Asked about Dutton’s comments at a press conference on Sunday, Birmingham said that “throughout history business leaders have often step ahead of legislators in support of reforms to gender equity or racial equity”.
“I see no reason why business leaders won’t do the same when it comes to same-sex marriage.”
Birmingham said the government’s priority was childcare but “individual members are free to raise any topic at any time and we are more than capable of walking and chewing gum at the same time”.
“I would also prefer that everything is conducted in the partyroom, but in the end, people are free to express views, and argue their case.”
He added that “any such issues” with marriage equality would be worked out in the party room.
On Sky News on Sunday the health minister, Greg Hunt, who supports marriage equality, reiterated his support for a plebiscite.
“I disagree with those that seek to deny the Australian population a say,” he said. “I respect their views, I respect their right to their views. But it’s a slight perversity that some would say only the elite can participate in the debate ... and we can’t trust the population.”
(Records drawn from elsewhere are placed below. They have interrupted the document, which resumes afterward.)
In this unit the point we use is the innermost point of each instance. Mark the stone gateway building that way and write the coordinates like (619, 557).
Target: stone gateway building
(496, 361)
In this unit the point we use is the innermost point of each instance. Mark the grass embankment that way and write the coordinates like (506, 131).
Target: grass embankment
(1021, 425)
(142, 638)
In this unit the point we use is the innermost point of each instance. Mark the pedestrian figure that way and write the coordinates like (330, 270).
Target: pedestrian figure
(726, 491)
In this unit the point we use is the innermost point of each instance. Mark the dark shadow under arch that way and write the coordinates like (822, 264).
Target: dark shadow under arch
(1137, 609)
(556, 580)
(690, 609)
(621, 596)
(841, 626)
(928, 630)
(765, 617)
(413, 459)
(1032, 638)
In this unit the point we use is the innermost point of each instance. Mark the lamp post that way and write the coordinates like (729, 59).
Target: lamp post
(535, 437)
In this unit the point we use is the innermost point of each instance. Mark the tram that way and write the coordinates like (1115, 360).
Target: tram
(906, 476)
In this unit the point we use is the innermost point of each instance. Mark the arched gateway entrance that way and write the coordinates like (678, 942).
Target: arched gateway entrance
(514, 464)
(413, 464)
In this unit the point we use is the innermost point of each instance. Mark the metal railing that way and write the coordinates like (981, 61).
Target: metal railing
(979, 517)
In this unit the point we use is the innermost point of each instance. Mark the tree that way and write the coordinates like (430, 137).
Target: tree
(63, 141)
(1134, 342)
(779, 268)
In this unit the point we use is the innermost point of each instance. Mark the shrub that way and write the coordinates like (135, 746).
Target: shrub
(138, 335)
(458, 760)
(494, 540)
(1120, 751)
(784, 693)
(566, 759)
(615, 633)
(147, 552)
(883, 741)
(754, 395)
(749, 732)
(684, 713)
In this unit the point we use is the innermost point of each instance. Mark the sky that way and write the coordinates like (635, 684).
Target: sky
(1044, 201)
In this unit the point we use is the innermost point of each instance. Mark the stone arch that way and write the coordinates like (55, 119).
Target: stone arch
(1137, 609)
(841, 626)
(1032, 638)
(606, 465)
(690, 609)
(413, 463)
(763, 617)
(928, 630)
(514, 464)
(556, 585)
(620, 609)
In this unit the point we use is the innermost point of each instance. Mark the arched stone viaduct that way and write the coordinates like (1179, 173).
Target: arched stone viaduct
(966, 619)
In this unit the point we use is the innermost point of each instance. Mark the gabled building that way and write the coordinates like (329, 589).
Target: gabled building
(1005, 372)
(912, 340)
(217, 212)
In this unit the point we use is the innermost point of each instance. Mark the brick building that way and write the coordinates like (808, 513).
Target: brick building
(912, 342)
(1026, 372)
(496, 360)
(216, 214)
Hopes for marriage equality were boosted in February by a consensus Senate committee report on ways to improve the government’s exposure draft same-sex marriage bill to better balance the right to equality and protections for freedom of religion.
But momentum on the issue has stalled since then, although Liberal moderates are still reserving the right to raise the issue in the party room.
On Monday his fellow Liberal moderate MP Tim Wilson told Sky News that, although the Coalition took the plebiscite policy to the election, the former prime minister Tony Abbott had also said that the 44th parliament would be the last to be bound on same-sex marriage.
“The question is going to eventually be, the conversation we’re going to need to have [is] around what ... policy is taken to the next election but I don’t think now is the time for that conversation,” he said.
On Sunday, the opposition leader, Bill Shorten, said it was a bit much for Dutton to accuse companies of bullying people over marriage equality.
“Mr Turnbull, I know, supports a vote in parliament on marriage equality but he just lacks the ticker to confront the bullies of the right wing of the Liberal party,” he told reporters in Sydney.